Das Eis war geschmolzen, während Jarro krank war. Die alten, trockenen Binsenhalme vom vergangenen Jahr standen noch am Ufer und rings um die kleinen Inseln herum, aber alle Wasserpflanzen hatten schon begonnen, in der Tiefe frische Schüsse zu treiben, und die grünen Spitzen reichten bis an den Wasserspiegel hinauf. Und nun waren fast alle Zugvögel heimgekehrt. Die krummen Schnäbel der Brachvögel guckten aus dem Röhricht hervor. Die Haubentaucher segelten mit einem neuen Federkragen um den Hals umher. Und die Bekassinen waren damit beschäftigt, Strohhalme für ihre Nester zusammenzutragen.
Der Knecht stieg in einen Kahn, legte Jarro auf den Boden und stängelte auf den See hinaus. Jarro, der sich nun daran gewöhnt hatte, nichts anderes als Gutes von den Menschen zu erwarten, sagte zu Cäsar, der auch mit dabei war, er sei dem Knecht sehr dankbar, daß er ihn mit auf den See hinausgenommen habe. Aber der Knecht brauche ihn nicht so fest gebunden zu halten, denn er habe keineswegs die Absicht, davonzufliegen. Darauf erwiderte Cäsar nichts. Er war sehr wortkarg in dieser Morgenstunde.
Das einzige, was Jarro ein wenig merkwürdig fand, war, daß der Knecht seine Flinte mitgenommen hatte. Er konnte sich nicht denken, daß einer von den guten Menschen im Bauernhöfe Vögel schießen würde. Außerdem hatte ihm Cäsar gesagt, um diese Jahreszeit jagten die Menschen nicht. »Es ist Schonzeit!« sagte Cäsar, »aber das gilt natürlich nicht für mich.«
Währenddessen ruderte der Knecht nach einer der kleinen, schilfumkränzten Schlamminseln hinaus. Dort stieg er aus dem Boot, sammelte altes Röhricht zu einem großen Haufen zusammen und legte sich dahinter. Die Schlinge um die Flügel, und mit einer langen Schnur an das Boot befestigt, durfte Jarro nun draußen auf dem Erdboden umherspazieren.

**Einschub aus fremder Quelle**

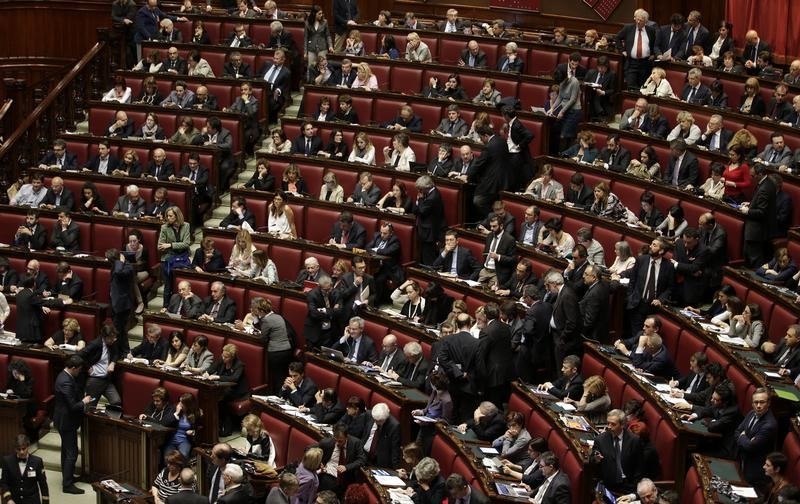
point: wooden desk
(209, 397)
(122, 448)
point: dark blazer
(631, 460)
(24, 488)
(69, 238)
(466, 264)
(227, 309)
(355, 239)
(30, 318)
(68, 406)
(303, 395)
(480, 59)
(638, 275)
(689, 171)
(67, 200)
(387, 452)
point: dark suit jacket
(467, 266)
(480, 59)
(67, 199)
(356, 238)
(69, 239)
(638, 275)
(387, 452)
(631, 460)
(68, 406)
(227, 309)
(689, 172)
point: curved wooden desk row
(629, 190)
(112, 187)
(376, 107)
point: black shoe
(74, 490)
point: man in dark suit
(652, 280)
(493, 357)
(472, 56)
(381, 439)
(716, 137)
(488, 171)
(342, 456)
(456, 259)
(186, 494)
(307, 144)
(30, 310)
(160, 168)
(569, 384)
(689, 259)
(279, 78)
(103, 162)
(637, 41)
(755, 438)
(67, 417)
(430, 220)
(59, 157)
(235, 67)
(594, 305)
(218, 307)
(347, 233)
(324, 309)
(556, 487)
(694, 91)
(460, 492)
(683, 168)
(601, 88)
(297, 388)
(619, 453)
(354, 344)
(239, 215)
(58, 195)
(565, 325)
(759, 218)
(23, 478)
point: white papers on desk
(746, 492)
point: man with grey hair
(414, 370)
(430, 223)
(131, 205)
(565, 324)
(381, 438)
(355, 346)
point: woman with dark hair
(674, 224)
(262, 179)
(337, 148)
(723, 43)
(91, 201)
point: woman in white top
(119, 93)
(657, 85)
(686, 129)
(263, 268)
(280, 218)
(331, 189)
(241, 261)
(363, 150)
(364, 78)
(399, 156)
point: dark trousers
(69, 455)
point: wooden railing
(57, 105)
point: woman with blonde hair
(363, 150)
(241, 260)
(280, 219)
(657, 85)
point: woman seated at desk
(70, 334)
(259, 443)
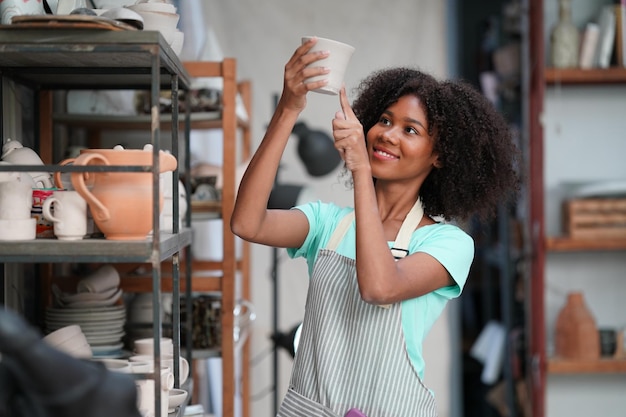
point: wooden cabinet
(574, 115)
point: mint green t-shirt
(447, 243)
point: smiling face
(399, 145)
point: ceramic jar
(121, 203)
(576, 331)
(565, 38)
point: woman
(381, 273)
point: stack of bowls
(160, 15)
(71, 340)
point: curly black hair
(472, 138)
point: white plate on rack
(96, 303)
(108, 351)
(608, 188)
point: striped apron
(352, 354)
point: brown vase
(121, 202)
(576, 330)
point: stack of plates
(105, 298)
(103, 326)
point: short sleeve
(452, 247)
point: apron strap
(401, 245)
(403, 239)
(340, 231)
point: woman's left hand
(349, 136)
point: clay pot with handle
(121, 203)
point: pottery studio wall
(262, 36)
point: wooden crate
(595, 218)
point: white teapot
(15, 153)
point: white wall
(262, 36)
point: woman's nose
(390, 135)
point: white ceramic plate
(107, 351)
(609, 188)
(104, 339)
(65, 298)
(96, 303)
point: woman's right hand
(296, 71)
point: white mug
(68, 212)
(167, 361)
(16, 199)
(11, 8)
(145, 393)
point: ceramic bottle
(576, 331)
(565, 38)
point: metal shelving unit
(61, 58)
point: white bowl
(175, 398)
(81, 352)
(161, 21)
(116, 365)
(62, 334)
(178, 38)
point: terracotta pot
(120, 202)
(576, 331)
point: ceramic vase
(121, 202)
(576, 331)
(565, 38)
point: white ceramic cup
(337, 61)
(11, 8)
(67, 210)
(167, 361)
(145, 394)
(16, 199)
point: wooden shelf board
(199, 206)
(144, 283)
(585, 76)
(91, 250)
(199, 121)
(603, 365)
(567, 244)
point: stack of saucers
(96, 307)
(103, 327)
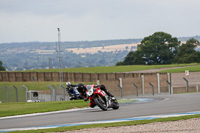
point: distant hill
(41, 55)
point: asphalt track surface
(158, 105)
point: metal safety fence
(13, 94)
(58, 93)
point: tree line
(162, 48)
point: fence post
(7, 93)
(55, 92)
(120, 85)
(152, 88)
(187, 84)
(16, 93)
(170, 86)
(143, 84)
(136, 89)
(98, 82)
(120, 89)
(51, 92)
(63, 92)
(26, 92)
(158, 78)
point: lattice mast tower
(59, 56)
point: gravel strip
(181, 126)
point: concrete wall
(129, 89)
(54, 76)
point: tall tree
(159, 48)
(1, 67)
(187, 52)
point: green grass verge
(10, 109)
(62, 129)
(35, 85)
(179, 70)
(21, 108)
(112, 69)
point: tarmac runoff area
(122, 102)
(106, 121)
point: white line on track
(45, 113)
(104, 121)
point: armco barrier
(73, 77)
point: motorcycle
(99, 97)
(75, 95)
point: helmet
(80, 85)
(68, 83)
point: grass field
(112, 69)
(191, 69)
(62, 129)
(35, 85)
(10, 109)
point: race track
(160, 104)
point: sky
(88, 20)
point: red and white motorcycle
(99, 97)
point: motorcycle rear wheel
(115, 105)
(99, 101)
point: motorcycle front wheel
(101, 102)
(115, 105)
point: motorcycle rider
(70, 89)
(82, 90)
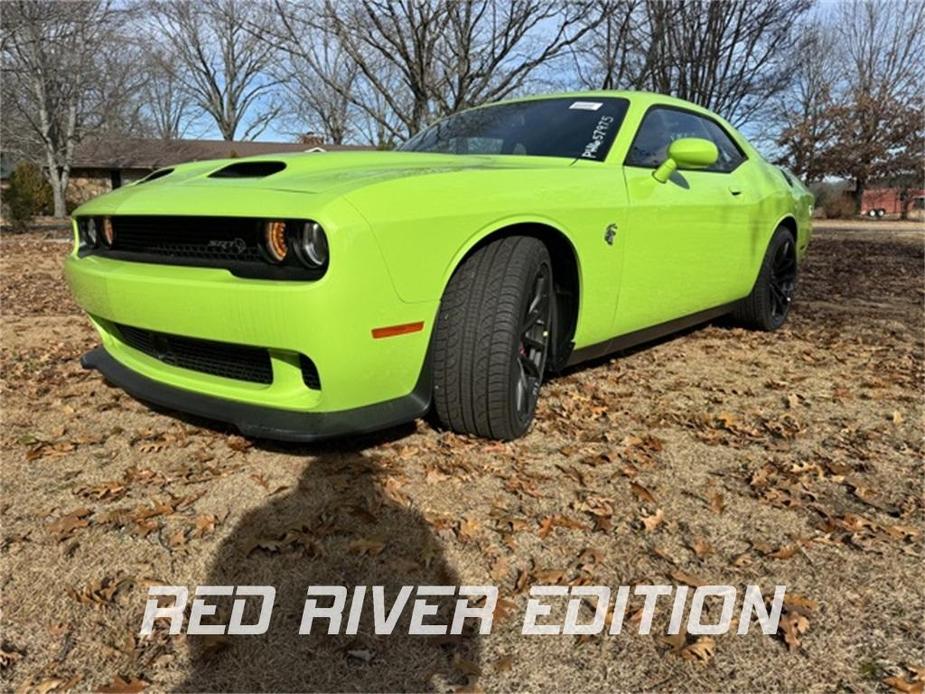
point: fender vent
(249, 169)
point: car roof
(643, 97)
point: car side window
(662, 126)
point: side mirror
(688, 153)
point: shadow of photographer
(345, 524)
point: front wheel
(767, 307)
(492, 338)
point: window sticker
(585, 105)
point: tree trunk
(859, 186)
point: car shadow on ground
(342, 525)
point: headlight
(312, 245)
(275, 240)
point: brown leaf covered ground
(718, 456)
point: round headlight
(109, 233)
(313, 245)
(92, 234)
(275, 236)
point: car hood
(322, 172)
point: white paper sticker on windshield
(585, 105)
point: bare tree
(730, 56)
(878, 119)
(167, 106)
(804, 111)
(222, 60)
(492, 49)
(319, 79)
(614, 54)
(410, 61)
(61, 81)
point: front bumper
(329, 320)
(265, 422)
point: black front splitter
(265, 422)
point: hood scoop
(249, 169)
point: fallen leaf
(642, 493)
(701, 651)
(123, 686)
(367, 547)
(650, 523)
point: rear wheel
(492, 339)
(767, 307)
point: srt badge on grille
(236, 245)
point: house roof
(128, 153)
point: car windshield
(575, 128)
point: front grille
(235, 244)
(234, 239)
(215, 358)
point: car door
(687, 239)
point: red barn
(880, 201)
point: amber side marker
(392, 330)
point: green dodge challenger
(319, 294)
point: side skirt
(638, 337)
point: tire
(768, 305)
(492, 338)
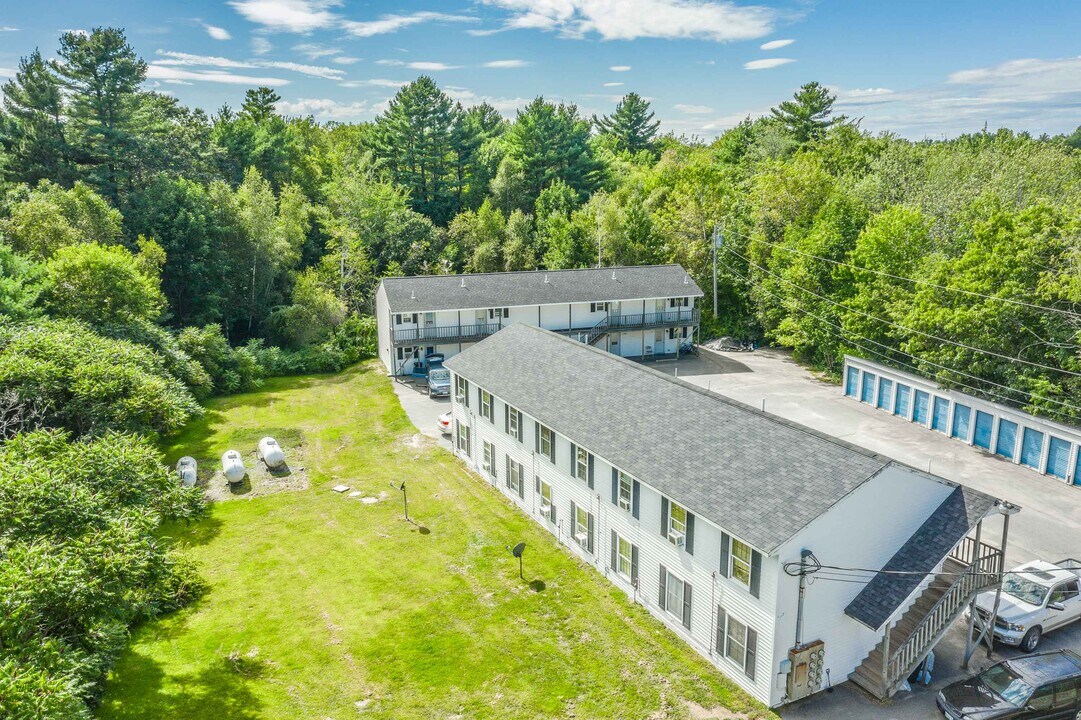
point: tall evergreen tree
(631, 125)
(551, 142)
(36, 136)
(102, 75)
(806, 117)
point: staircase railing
(979, 572)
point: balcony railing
(444, 333)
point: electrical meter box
(805, 671)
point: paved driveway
(1049, 525)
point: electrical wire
(845, 336)
(1010, 301)
(903, 328)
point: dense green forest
(154, 255)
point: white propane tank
(187, 470)
(232, 465)
(271, 453)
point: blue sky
(915, 67)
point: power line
(846, 336)
(1010, 301)
(903, 328)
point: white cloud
(374, 82)
(288, 15)
(324, 109)
(217, 32)
(423, 66)
(776, 44)
(720, 21)
(693, 109)
(768, 63)
(169, 74)
(315, 51)
(508, 64)
(395, 23)
(187, 60)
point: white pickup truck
(1037, 598)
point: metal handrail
(979, 572)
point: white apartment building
(642, 311)
(702, 509)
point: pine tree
(806, 117)
(35, 136)
(102, 75)
(631, 125)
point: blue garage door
(939, 418)
(1031, 448)
(983, 436)
(885, 394)
(852, 383)
(962, 420)
(1058, 457)
(922, 408)
(867, 395)
(904, 392)
(1006, 439)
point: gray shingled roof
(951, 521)
(445, 292)
(759, 477)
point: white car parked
(1037, 597)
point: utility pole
(718, 241)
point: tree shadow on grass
(218, 692)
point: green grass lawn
(318, 602)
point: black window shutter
(751, 653)
(662, 594)
(725, 543)
(756, 572)
(686, 605)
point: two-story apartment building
(632, 311)
(703, 509)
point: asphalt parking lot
(1049, 525)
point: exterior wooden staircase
(907, 641)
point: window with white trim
(677, 522)
(515, 423)
(624, 551)
(486, 405)
(626, 491)
(489, 462)
(548, 443)
(741, 562)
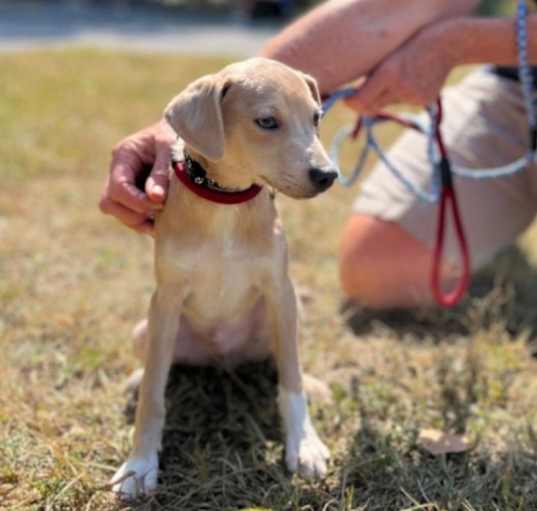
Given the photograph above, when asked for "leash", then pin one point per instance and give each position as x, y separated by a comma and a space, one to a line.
442, 190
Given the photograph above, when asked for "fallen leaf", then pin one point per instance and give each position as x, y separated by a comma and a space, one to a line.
437, 442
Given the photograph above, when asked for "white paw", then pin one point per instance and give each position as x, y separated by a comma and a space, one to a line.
307, 455
136, 477
305, 452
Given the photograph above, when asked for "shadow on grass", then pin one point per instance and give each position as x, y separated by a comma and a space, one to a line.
505, 290
222, 445
222, 450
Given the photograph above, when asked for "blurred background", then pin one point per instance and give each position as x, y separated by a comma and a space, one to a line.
233, 27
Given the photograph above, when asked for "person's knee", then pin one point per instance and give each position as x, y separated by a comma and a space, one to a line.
381, 265
358, 264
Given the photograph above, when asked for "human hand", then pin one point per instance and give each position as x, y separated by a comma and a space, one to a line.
139, 176
413, 74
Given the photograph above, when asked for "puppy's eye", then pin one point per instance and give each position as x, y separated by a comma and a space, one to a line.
267, 123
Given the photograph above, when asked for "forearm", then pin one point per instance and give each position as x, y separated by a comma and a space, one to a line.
487, 40
343, 39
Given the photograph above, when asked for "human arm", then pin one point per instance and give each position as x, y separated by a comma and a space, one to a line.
416, 72
149, 148
343, 39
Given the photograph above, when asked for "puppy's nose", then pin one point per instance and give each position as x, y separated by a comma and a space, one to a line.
322, 179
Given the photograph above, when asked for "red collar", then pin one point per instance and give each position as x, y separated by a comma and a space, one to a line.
210, 194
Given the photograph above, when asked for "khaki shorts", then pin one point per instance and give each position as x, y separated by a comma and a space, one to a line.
485, 125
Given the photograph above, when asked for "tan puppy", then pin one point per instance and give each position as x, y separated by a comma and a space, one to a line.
223, 290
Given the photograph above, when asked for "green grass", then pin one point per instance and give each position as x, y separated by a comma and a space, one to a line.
73, 283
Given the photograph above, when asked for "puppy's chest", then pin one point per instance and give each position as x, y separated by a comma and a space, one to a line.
223, 274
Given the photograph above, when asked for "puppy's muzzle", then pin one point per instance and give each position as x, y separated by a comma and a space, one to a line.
322, 179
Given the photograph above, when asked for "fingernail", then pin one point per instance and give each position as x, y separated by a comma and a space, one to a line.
158, 190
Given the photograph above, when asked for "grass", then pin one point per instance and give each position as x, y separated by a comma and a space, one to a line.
73, 283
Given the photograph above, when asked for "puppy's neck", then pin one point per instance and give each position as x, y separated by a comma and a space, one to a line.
226, 174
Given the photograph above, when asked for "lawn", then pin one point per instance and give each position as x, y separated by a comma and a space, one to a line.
74, 282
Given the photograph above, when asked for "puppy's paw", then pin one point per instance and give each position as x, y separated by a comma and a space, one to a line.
307, 455
136, 477
305, 452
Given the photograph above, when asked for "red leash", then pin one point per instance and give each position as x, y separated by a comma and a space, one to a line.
448, 199
448, 204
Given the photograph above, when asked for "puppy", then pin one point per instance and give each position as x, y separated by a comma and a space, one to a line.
223, 292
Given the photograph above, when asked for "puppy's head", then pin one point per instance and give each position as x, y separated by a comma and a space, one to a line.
258, 118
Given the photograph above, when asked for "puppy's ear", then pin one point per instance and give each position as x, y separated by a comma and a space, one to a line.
196, 116
312, 85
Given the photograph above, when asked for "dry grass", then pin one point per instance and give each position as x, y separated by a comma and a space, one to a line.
73, 283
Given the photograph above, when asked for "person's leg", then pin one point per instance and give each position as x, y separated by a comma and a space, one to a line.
383, 265
386, 249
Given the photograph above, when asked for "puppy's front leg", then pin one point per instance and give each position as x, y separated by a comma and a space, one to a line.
142, 464
304, 450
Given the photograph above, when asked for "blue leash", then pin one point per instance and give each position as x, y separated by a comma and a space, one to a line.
416, 122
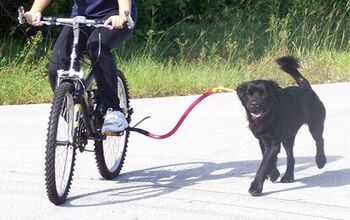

Plötzlich gewahrte Jarro einige von den jungen Enterichen, in deren Gesellschaft er in alten Zeiten über den See hin und her geflogen war. Sie waren weit weg, aber Jarro rief sie mit einigen lauten Rufen zu sich heran. Sie beantworteten die Rufe, und ein großes, schönes Schof näherte sich. Noch ehe sie ganz herangekommen waren, begann Jarro, ihnen von seiner wunderbaren Rettung durch die Güte der Menschen zu erzählen. Im selben Augenblick knallten zwei Schüsse hinter ihm. Drei Enten sanken tot in das Röhricht und Cäsar plumpste hinaus und fing sie ein.
Da ging Jarro ein Licht auf. Die Menschen hatten ihn gerettet, um ihn als Lockvogel zu gebrauchen! Und es war ihnen gelungen. Er war schuld daran, daß drei Enten tot waren. Er war nahe daran, vor Scham zu vergehen. Selbst sein Freund Cäsar, fand er, sah ihn voller Verachtung an, und als sie nach Hause in die Stube kamen, wagte er nicht, sich zum Schlafen neben den Hund zu legen.